How large does a collection have to be for std::map to outpace a sorted std::vector >?
I’ve got a system where I need several thousand associative containers, and std::map seems to carry a lot of overhead in terms of CPU cache. I’ve heard somewhere that for small collections std::vector can be faster — but I’m wondering where that line is….
EDIT: I’m talking about 5 items or fewer at a time in a given structure. I’m concerned most with execution time, not storage space. I know that questions like this are inherently platform-specific, but I’m looking for a “rule of thumb” to use.
Billy3
It’s not really a question of size, but of usage.
A sorted vector works well when the usage pattern is that you read the data, then you do lookups in the data.
A map works well when the usage pattern involves a more or less arbitrary mixture of modifying the data (adding or deleting items) and doing queries on the data.

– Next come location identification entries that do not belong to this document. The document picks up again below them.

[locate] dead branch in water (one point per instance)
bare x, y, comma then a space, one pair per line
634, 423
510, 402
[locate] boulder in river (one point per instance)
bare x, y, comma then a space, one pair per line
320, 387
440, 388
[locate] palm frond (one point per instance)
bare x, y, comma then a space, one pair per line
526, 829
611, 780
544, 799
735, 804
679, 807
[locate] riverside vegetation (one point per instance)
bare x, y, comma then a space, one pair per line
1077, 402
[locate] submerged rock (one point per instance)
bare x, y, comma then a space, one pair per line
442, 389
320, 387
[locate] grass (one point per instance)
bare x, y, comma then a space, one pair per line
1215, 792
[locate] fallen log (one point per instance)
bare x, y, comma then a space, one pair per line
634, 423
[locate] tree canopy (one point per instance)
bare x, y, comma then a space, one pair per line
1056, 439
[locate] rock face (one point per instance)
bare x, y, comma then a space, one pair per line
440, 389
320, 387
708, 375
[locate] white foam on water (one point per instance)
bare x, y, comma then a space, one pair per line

The reason for this is fairly simple: a map has higher overhead on an individual lookup (thanks to using linked nodes instead of a monolithic block of storage). An insertion or deletion that maintains order, however, has a complexity of only O(lg N). An insertion or deletion that maintains order in a vector has a complexity of O(N) instead.
There are, of course, various hybrid structures that can be helpful to consider as well. For example, even when data is being updated dynamically, you often start with a big bunch of data, and make a relatively small number of changes at a time to it. In this case, you can load your data into memory into a sorted vector, and keep the (small number of) added objects in a separate vector. Since that second vector is normally quite small, you simply don’t bother with sorting it. When/if it gets too big, you sort it and merge it with the main data set.
Edit2: (in response to edit in question). If you’re talking about 5 items or fewer, you’re probably best off ignoring all of the above. Just leave the data unsorted, and do a linear search. For a collection this small, there’s effectively almost no difference between a linear search and a binary search. For a linear search you expect to scan half the items on average, giving ~2.5 comparisons. For a binary search you’re talking about log2 N, which (if my math is working this time of the morning) works out to ~2.3 — too small a difference to care about or notice (in fact, a binary search has enough overhead that it could very easily end up slower).